This is a script to simulate missing data.

Since our datasets are too perfect, we create some missing data and generate new csv files.

So we can simulate the real situations.

In [8]:
import pandas as pd

# Define file paths
file1 = 'Health_Sleep_Statistics.csv'
file2 = 'ss.csv'

# Load the datasets
df1 = pd.read_csv(file1)
df2 = pd.read_csv(file2)

For the first data set, we generated 3% randomly missing data to simulate MCAR.

In [21]:
import numpy as np

def introduce_missing_values(df, missing_percent):
    # Make a copy of the original dataframe to not modify the original
    df_missing = df.copy()
    
    # Calculate the total number of values in the dataset
    total_values = df_missing.size
    
    # Calculate the number of missing values to introduce
    num_missing = int(missing_percent * total_values)
    
    # Randomly select indices to replace with NaN
    for _ in range(num_missing):
        i = np.random.randint(0, df_missing.shape[0])  # row index
        j = np.random.randint(0, df_missing.shape[1])  # column index
        df_missing.iat[i, j] = np.nan
    
    return df_missing

# Apply the function to dataset
df1_missing = introduce_missing_values(df1, missing_percent=0.03)

df1_missing.describe()

# Save to a new csv file.
df1_missing.to_csv('dataset1_with_missing_values.csv', index=False)
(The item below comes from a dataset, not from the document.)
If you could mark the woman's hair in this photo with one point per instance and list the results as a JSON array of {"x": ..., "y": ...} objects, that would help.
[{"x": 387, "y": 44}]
For the second data set, we create missing values by this rule: any person who have age above 50, they have 90% chance of missing the daily steps.
We simulated MNAR, since it is inconvenient for people to exercise as they get older.

In [23]:
def apply_age_based_missing_values(df, age_column, age_threshold, target_column, missing_probability):
    df_missing = df.copy()
    
    # Apply condition for rows where age is greater than the threshold
    for index, row in df_missing.iterrows():
        if row[age_column] > age_threshold:
            # Apply 90% chance of making the 'Daily Steps' column value NaN
            if np.random.rand() < missing_probability:
                df_missing.at[index, target_column] = np.nan
    
    return df_missing

# Apply the function to dataset
df2_missing = apply_age_based_missing_values(df2, age_column='Age', age_threshold=50, target_column='Daily Steps', missing_probability=0.9)

df2_missing.describe()

# Save to a new csv file.
df2_missing.to_csv('dataset2_with_missing_values.csv', index=False)

Now, we have two datasets containing missing values.

Use these two datasets for subsequent analysis.